- Operated: 1927 - August 6, 1990
- Industry: Automotive
- Products: Automobiles
- Employees: 2200 (1990)
- Owner: General Motors

= Lakewood Assembly =

Car factory in Atlanta, Georgia

Lakewood Assembly was a General Motors automobile factory in Lakewood Heights, Atlanta, Georgia. Opened in 1927, the plant was the first that the UAW staged a strike against, in 1936.

Initially, Lakewood was referred to as 'Atlanta' and coded as '8' on vehicle VIN plates, changing to 'A' when GM reshuffled their codes for 1953. For 1972, code 'A' Atlanta was now referred to as the Lakewood plant. From 1947 to 2008, Atlanta had a second GM assembly plant called Doraville Assembly, in the northern neighborhood of Doraville, Georgia.
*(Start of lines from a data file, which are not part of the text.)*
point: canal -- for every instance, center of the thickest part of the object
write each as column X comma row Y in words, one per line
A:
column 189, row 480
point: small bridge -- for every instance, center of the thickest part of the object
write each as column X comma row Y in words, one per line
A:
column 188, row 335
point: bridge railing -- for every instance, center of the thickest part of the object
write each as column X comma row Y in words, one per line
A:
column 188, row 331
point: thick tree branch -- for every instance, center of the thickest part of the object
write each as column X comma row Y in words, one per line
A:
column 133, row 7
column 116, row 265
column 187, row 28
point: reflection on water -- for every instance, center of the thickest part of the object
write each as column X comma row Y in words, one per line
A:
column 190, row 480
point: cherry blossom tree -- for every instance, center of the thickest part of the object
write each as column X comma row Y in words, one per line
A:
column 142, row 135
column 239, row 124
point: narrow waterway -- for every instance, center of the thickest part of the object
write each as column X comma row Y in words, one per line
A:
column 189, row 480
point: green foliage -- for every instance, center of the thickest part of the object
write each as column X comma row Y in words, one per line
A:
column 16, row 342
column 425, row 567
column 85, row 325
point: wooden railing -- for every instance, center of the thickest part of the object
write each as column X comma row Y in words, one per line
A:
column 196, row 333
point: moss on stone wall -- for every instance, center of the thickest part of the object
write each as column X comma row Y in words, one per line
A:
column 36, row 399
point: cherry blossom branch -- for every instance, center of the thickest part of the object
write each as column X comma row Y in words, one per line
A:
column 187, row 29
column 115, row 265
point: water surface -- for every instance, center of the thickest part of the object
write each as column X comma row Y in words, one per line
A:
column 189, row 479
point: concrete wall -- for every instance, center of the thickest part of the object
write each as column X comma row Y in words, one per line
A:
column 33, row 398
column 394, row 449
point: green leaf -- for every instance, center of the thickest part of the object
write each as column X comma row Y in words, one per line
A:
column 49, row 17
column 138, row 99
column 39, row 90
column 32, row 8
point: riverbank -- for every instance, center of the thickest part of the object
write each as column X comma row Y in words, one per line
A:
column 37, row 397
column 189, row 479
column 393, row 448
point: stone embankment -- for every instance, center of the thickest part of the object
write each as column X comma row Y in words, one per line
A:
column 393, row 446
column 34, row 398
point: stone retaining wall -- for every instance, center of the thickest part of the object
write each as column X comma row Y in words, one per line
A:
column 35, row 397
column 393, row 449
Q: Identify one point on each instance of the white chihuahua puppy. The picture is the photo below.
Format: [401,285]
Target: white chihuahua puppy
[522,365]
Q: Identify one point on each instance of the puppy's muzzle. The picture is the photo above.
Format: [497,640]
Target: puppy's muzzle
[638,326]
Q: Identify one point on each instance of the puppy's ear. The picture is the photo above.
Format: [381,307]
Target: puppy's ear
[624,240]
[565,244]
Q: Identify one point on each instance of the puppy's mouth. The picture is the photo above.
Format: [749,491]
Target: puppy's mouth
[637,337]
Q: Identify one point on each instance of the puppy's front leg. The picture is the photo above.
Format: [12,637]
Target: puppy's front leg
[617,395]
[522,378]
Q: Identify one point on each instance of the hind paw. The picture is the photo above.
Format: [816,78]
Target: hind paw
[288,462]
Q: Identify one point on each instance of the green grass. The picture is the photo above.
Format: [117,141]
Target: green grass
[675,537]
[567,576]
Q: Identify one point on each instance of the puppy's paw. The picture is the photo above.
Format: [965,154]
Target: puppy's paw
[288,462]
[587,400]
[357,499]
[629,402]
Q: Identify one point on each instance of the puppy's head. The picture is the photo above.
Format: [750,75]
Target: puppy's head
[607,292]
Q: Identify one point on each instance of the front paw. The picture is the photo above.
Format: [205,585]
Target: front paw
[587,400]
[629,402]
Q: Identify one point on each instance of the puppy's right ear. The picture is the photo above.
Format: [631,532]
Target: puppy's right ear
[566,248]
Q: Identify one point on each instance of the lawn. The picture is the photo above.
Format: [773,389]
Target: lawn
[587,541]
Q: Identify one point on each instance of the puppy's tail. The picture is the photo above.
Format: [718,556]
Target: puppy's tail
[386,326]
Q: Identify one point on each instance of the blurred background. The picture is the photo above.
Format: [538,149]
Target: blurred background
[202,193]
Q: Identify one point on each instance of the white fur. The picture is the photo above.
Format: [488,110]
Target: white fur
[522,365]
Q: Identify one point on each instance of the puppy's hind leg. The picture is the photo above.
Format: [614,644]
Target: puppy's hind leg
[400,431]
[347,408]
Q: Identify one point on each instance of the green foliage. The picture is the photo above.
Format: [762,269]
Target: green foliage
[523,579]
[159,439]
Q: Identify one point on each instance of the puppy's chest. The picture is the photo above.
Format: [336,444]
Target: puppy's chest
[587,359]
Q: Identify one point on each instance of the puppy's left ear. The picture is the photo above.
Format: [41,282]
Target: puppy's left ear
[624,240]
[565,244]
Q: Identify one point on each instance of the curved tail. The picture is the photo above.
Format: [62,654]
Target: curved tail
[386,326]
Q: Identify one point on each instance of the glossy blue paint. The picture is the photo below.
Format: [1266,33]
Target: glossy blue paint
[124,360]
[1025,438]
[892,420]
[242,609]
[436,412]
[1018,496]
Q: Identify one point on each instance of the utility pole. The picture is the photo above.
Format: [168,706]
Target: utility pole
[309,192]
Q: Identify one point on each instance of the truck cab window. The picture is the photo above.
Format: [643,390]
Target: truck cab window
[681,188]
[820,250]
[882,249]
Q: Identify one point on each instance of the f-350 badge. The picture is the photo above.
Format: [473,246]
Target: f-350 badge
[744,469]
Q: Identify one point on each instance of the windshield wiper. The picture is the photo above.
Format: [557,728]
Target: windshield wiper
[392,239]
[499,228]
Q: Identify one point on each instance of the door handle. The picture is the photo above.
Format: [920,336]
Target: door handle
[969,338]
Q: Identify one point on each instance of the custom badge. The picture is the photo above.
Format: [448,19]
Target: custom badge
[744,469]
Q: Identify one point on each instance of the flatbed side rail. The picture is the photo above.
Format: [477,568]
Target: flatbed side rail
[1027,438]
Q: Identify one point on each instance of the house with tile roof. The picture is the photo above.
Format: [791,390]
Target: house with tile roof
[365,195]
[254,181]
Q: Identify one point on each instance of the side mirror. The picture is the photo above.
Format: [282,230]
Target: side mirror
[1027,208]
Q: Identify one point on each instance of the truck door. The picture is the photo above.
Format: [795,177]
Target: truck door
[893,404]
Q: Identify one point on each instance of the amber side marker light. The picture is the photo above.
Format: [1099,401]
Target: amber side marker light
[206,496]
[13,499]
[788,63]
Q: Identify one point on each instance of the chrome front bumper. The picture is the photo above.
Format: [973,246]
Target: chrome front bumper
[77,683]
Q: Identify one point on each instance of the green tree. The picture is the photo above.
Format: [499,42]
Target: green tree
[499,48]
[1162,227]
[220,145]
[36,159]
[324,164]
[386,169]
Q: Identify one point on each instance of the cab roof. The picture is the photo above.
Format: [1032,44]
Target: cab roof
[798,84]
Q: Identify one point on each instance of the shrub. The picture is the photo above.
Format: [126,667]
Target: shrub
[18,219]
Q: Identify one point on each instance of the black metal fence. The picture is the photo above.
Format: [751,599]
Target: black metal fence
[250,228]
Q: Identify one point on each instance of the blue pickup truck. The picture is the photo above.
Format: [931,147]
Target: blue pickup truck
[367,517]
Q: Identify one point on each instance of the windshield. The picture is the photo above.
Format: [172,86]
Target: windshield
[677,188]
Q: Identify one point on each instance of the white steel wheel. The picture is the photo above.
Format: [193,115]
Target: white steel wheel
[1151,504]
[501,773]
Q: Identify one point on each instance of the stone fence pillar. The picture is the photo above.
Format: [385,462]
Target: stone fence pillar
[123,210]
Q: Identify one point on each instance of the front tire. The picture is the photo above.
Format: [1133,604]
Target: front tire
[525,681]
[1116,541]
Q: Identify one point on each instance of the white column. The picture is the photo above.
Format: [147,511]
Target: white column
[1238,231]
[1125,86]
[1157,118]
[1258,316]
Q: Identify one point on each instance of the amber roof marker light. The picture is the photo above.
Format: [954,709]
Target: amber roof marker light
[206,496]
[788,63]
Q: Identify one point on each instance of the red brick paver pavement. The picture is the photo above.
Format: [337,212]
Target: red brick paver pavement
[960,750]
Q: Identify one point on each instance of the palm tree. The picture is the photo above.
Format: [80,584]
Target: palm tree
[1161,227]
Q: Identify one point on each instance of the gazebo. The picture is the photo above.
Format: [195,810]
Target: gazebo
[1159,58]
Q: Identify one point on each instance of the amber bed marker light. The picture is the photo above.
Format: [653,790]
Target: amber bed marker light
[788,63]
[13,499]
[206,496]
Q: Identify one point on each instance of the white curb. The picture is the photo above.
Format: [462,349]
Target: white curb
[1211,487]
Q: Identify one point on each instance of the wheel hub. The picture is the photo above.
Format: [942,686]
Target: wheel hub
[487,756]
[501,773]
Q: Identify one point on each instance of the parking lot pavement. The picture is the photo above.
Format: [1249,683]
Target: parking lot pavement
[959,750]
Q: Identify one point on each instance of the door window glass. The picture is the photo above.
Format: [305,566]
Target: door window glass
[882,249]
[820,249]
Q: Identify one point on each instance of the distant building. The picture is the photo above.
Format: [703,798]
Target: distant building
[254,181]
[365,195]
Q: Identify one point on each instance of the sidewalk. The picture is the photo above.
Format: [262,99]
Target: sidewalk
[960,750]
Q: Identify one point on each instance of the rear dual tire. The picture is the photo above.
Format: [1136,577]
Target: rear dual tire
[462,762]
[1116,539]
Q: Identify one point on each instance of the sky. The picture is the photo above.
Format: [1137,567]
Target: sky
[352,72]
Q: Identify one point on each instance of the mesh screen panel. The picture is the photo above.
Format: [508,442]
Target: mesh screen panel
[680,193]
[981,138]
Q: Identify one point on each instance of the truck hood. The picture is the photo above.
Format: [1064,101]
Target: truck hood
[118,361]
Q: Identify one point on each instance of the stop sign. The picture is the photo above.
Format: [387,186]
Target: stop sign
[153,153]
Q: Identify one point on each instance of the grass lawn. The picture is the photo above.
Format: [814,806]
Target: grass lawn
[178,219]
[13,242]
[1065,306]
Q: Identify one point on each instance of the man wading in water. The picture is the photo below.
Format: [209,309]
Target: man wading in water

Lakewood assembled Chevrolets, Pontiacs, Oldsmobiles and Buicks at various points in its history, and also began assembling Chevrolet and GMC trucks from 1929 through 1981. The truck side of the facility lay dormant from that time until it was utilized for frame and trim operations for the Chevrolet Caprice beginning in spring 1987. The 1990 model year Caprice B-Body model line was the last vehicle produced at Lakewood before the plant ceased operations on August 6, laying off 2200 workers. The site was permanently closed on October 1 and the 84 acre site was sold in June 1996 to Atlanta based recycling company Mindis Industries.